After several years in science journalism and, seeking new challenges, Jonathan decided to go back to school for a Ph.D. in political science (with a concentration in defense and arms control studies) from the Massachusetts Institute of Technology. He also was a visiting fellow at the Hoover Institution at Stanford University, the U.S. Institute of Peace, and the American Academy in Berlin, and a Fulbright Senior Scholar at the German Institute for International and Security Affairs.

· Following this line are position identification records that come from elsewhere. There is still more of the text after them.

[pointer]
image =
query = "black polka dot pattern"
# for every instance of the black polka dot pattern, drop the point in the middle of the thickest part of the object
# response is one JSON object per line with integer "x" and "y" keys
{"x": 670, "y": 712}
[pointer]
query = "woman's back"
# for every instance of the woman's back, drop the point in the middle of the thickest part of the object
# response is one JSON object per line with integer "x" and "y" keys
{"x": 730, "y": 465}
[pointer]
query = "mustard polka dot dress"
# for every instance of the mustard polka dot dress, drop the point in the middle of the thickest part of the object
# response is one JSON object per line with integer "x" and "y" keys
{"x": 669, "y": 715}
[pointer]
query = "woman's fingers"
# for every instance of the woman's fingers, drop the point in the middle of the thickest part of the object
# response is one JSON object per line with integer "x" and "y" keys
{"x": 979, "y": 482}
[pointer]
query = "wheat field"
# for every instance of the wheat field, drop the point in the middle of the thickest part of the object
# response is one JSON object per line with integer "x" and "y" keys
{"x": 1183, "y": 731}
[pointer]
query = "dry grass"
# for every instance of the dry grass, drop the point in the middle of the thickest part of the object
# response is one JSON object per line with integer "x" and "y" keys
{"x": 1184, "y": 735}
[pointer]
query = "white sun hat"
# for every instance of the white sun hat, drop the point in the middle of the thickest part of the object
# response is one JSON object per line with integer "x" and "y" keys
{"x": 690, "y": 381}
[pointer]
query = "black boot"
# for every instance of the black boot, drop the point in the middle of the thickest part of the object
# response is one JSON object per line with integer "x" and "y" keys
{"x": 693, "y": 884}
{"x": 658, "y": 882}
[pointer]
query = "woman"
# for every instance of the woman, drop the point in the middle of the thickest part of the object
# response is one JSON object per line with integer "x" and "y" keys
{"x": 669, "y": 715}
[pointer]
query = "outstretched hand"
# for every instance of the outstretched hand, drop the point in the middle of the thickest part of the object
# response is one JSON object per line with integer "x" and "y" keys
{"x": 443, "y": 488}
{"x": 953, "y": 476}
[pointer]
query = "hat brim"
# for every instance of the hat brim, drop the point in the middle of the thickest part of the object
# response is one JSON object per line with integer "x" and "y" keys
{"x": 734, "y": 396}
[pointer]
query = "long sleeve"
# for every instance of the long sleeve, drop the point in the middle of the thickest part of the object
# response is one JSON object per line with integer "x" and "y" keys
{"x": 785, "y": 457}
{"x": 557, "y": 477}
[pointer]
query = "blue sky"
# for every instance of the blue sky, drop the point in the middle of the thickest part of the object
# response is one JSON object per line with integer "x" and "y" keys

After finishing his studies, Jonathan worked for the U.S. government as a AAAS Fellow at the United States Department of State, an arms control specialist and international-security analyst at the congressional Office of Technology Assessment, and a specialist in chemical and biological arms control at the Arms Control and Disarmament Agency (ACDA). From 1993 to 1995, while at ACDA, Jonathan served on the U.S. delegation to the Preparatory Commission for the Chemical Weapons Convention in The Hague
In March 1996, Jonathan joined the James Martin Center for Nonproliferation Studies (CNS) of the Monterey Institute of International Studies in Monterey, CA. He worked there for nearly 15 years, first as the founding director of the Chemical and Biological Weapons Nonproliferation Program and then, in 2000, as a Senior Fellow in the CNS Washington office where he specialized in biological and chemical weapons issues.
From May to December 2008, he was a professional staff member for the bipartisan Commission on the Prevention of WMD Proliferation and Terrorism.
A prolific writer, Jonathan authored and edited four books that showed tremendously powerful scholarship and beautifully crafted prose, most recently War of Nerves: Chemical Warfare from World War I to Al Qaeda (Pantheon, 2006). Other titles included Scourge: The Once and Future Threat of Smallpox (Grove/Atlantic, 2001); and, as editor, Toxic Terror: Assessing the Terrorist Use of Chemical and Biological Weapons (MIT Press, 2000).
The Washington Post named Jonathan’s book Scourge one of the best books of the year. And in a New York Times review of War of Nerves, a history of chemical warfare and efforts to abolish it, Jonathan was described as a gifted writer who “makes military science readable and wants a world secure from such repellent weapons.”
At the time of his death, Jonathan was waiting on a security clearance to serve in the Department of Homeland Security. Family, friends, and colleagues will dearly miss him. He is survived by his mother Deborah and sister Anne.